I did a lot of online research to prove my thesis, but I found nothing. Instead, the experts call this kind of erosion honeycomb weathering. It’s not clearly understood, but it’s an alchemy of rock, salt, rain, freezing, and expansion. You also have to hold your tongue just right while you’re making it. I saw this type of erosion before in Canyonlands National Park when we visited too long ago, so I assume that it’s shared across Southern Utah’s sandstone formations.

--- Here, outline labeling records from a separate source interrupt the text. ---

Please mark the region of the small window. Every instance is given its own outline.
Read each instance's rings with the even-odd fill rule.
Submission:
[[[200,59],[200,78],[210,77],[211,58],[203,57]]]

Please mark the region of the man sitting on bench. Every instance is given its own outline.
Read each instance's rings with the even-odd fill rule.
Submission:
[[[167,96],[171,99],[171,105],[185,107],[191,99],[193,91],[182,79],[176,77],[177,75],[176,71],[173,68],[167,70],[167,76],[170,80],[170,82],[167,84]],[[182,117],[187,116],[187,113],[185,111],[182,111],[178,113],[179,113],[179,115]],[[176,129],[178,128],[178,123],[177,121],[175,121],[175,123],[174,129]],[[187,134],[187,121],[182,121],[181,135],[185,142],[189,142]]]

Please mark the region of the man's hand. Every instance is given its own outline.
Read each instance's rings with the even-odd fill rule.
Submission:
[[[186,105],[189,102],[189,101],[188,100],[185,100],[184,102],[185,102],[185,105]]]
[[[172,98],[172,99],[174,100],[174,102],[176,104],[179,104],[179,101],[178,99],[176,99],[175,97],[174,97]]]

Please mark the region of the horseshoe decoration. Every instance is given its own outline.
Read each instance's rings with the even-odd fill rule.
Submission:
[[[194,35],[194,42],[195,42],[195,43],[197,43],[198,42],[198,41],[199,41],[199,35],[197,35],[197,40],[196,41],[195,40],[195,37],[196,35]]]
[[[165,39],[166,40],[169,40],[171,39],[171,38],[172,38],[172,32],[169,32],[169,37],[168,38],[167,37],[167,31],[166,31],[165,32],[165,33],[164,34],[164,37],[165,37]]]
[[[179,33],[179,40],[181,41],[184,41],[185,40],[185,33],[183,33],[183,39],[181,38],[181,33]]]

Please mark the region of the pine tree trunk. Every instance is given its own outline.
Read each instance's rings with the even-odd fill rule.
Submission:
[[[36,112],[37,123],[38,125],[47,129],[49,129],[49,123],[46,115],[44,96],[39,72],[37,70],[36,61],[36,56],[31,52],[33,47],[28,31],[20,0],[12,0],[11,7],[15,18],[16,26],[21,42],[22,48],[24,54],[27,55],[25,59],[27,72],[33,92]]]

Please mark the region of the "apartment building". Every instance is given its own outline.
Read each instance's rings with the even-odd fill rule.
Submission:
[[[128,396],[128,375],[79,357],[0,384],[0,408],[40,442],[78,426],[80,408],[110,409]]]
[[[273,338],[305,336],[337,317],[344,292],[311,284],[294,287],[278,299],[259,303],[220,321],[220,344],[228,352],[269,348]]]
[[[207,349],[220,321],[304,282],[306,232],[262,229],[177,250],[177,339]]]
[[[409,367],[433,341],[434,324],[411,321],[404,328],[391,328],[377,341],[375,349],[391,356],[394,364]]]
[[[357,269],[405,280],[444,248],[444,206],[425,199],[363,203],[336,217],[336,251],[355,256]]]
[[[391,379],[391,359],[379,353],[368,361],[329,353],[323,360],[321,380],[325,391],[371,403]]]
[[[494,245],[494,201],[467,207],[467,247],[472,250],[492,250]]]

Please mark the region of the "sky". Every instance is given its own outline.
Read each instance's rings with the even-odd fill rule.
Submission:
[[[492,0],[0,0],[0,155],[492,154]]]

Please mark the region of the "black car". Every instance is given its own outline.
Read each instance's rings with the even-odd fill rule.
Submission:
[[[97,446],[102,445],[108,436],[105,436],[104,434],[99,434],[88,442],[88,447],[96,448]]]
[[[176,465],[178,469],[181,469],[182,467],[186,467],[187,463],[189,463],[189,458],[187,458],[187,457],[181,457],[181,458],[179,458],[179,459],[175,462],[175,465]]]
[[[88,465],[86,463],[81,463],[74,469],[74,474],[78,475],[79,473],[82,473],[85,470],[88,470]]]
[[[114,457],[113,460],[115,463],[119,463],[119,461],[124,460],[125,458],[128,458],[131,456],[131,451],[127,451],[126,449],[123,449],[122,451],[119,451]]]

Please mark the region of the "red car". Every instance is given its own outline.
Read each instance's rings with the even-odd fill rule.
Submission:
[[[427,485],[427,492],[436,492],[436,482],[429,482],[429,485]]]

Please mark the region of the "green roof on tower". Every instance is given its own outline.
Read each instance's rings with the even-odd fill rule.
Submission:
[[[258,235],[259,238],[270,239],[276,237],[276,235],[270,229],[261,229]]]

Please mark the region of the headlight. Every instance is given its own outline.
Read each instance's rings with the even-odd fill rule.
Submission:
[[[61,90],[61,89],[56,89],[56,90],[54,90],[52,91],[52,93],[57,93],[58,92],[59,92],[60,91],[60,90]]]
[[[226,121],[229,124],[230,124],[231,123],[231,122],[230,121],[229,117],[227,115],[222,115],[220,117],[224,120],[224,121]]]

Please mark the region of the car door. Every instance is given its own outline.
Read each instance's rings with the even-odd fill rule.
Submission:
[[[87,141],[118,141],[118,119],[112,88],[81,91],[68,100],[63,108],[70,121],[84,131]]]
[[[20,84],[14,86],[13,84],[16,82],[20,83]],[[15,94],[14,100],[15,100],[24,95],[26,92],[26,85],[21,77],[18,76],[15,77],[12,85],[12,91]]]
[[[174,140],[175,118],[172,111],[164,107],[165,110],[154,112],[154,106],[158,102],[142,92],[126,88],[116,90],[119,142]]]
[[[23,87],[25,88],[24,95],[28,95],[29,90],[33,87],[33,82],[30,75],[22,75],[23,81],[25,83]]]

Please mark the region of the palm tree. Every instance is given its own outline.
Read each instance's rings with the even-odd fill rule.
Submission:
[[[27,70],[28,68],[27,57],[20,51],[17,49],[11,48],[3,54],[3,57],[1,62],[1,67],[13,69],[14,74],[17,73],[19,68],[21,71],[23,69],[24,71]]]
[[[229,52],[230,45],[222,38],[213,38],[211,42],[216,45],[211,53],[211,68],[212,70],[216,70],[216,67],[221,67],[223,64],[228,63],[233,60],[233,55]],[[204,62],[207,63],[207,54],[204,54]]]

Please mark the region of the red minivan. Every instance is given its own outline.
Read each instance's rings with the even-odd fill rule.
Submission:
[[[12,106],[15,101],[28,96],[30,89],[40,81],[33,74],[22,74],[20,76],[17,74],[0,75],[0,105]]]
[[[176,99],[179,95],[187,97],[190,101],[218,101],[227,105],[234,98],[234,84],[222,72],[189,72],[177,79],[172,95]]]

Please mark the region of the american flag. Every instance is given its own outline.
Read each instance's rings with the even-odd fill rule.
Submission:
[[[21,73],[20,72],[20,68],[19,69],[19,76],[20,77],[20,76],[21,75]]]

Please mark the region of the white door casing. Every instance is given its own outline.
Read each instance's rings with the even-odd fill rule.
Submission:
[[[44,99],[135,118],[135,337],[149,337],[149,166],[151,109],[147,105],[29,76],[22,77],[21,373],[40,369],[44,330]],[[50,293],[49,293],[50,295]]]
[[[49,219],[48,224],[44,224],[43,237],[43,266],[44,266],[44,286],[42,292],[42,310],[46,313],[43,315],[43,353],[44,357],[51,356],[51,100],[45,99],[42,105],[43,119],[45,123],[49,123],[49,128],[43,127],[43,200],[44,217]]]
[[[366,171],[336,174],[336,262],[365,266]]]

This example of honeycomb weathering is in Utah’s Snow Canyon in a place they call Jenny’s Canyon. It’s at the end of a half-mile (round trip) trail near the park’s south entrance, and it was the shortest and the most rewarding of the side trips that we took. The trail leads to a slot canyon in the sandstone, but not the usual slot. Unlike Antelope Canyon near Page—where running water has cut a course into the sandstone—this is one of those stacked dunes (see last week’s picture) with a gap between the layers. Jenny’s Canyon begins as a typical slot, but dead ends in a short cave. I took my shot from inside the cave.
If you think some weird bacteria are growing on the cave walls, let me explain the color. Like wearing a pair of rose-colored glasses, when the sunlight bounces off the red sandstone, it adds that color to the reflected light, and that’s why the back wall seems to glow orange. Other photographers have successfully captured this phenomenon at Bryce Canyon, but I’ve been unlucky so far. “Damn you, Bryce. I’ll get you one day.”
The second image that I included to illustrate my post is the sky from Jenny’s slot canyon. I’ve seen photos like this, and I wanted one of my own. I think the blue against the glowing orange and dark walls look like torn craft paper glued on one another as a collage. I consider it an abstract because it has no story of its own.